"My visor nook was down, my sun visor was down, my earbuds were on my seat,” Heather Kidwell, a resident of the Locust Run Neighborhood in Conewago Township, said.
Kidwell said she noticed the items out of place last Thursday.
“And my first thought was that my husband might have been looking for something in there,” Kidwell said. “So I went in and asked him and he was actually simultaneously checking his email and saw an email about break-ins in our community."
That email stated two vehicles were broken into in the neighborhood. Down the street, it happened to John Lilliedahl's wife. Same deal. Glove compartment open and several bucks gone.
“I was up til 1 o’ clock that night and I didn't hear any noise,” Lilliedahl said. “I was surprised, like I said, we've lived here for three years and have never had a problem before."
But Kidwell and Lilliedahl aren't the only neighbors to come forward from Locust Run. Police said several other developments, including Chesterbrook, Autumn woods, and the Hayshire area are seeing the same thing.
Between July 8th-15th, there have been more than 20 thefts reported in Conewago, Manchester, and West Manchester Townships, and more that have gone unreported.
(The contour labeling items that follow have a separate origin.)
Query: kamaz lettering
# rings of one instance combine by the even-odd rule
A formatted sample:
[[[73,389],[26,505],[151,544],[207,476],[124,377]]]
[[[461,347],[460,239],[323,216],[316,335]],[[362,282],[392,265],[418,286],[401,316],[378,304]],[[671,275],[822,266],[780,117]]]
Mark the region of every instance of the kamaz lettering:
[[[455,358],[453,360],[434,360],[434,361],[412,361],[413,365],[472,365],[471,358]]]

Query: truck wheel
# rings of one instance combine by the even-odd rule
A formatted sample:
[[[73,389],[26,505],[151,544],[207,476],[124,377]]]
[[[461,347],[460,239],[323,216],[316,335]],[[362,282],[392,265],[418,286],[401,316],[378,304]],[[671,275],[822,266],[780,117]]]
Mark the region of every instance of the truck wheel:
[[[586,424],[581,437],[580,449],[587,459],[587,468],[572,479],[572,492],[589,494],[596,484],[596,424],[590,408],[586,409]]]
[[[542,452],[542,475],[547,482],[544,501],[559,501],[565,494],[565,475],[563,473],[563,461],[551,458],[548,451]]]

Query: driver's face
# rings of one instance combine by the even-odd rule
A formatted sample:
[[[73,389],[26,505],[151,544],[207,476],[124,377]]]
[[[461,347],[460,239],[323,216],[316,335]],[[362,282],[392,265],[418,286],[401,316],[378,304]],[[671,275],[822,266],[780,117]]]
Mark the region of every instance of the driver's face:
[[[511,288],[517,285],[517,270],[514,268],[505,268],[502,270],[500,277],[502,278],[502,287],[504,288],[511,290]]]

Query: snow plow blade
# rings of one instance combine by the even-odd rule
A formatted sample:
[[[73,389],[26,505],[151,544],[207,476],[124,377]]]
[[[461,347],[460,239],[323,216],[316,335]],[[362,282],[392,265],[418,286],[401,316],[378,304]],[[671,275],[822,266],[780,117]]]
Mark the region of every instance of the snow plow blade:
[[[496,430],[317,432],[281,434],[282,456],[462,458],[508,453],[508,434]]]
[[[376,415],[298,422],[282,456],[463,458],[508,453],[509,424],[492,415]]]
Police call them crimes of opportunity.
"They're just checking for unlocked doors, walking in the neighborhoods, pulling on car doors,” Lt. Gregg Anderson with the Northern York County Regional Police Department, said.
A surveillance video posted by the Department shows the same thing. The man sees the door is locked, and walks away.
“We've had it before, where, yeah, it's one group and they're hitting multiple developments,” Anderson said. “And we've had it where there's a couple crews out there working."
Sometimes they get away with nothing, but in the past week, thieves took loose change, cellphones, iPads, laptops, even a gun.
"Honestly I don't keep anything good in my car so they didn't get anything from me, but, we don't want people to be worried,” Kidwell said.
One thing that's helped police get closer to solving these crimes than in years past is surveillance videos from neighbors with devices like ‘Nest' and ‘Ring.' They are now asking folks to go back and check footage since July 8th. They are posting videos on their website and social media pages, hoping someone recognizes the suspects.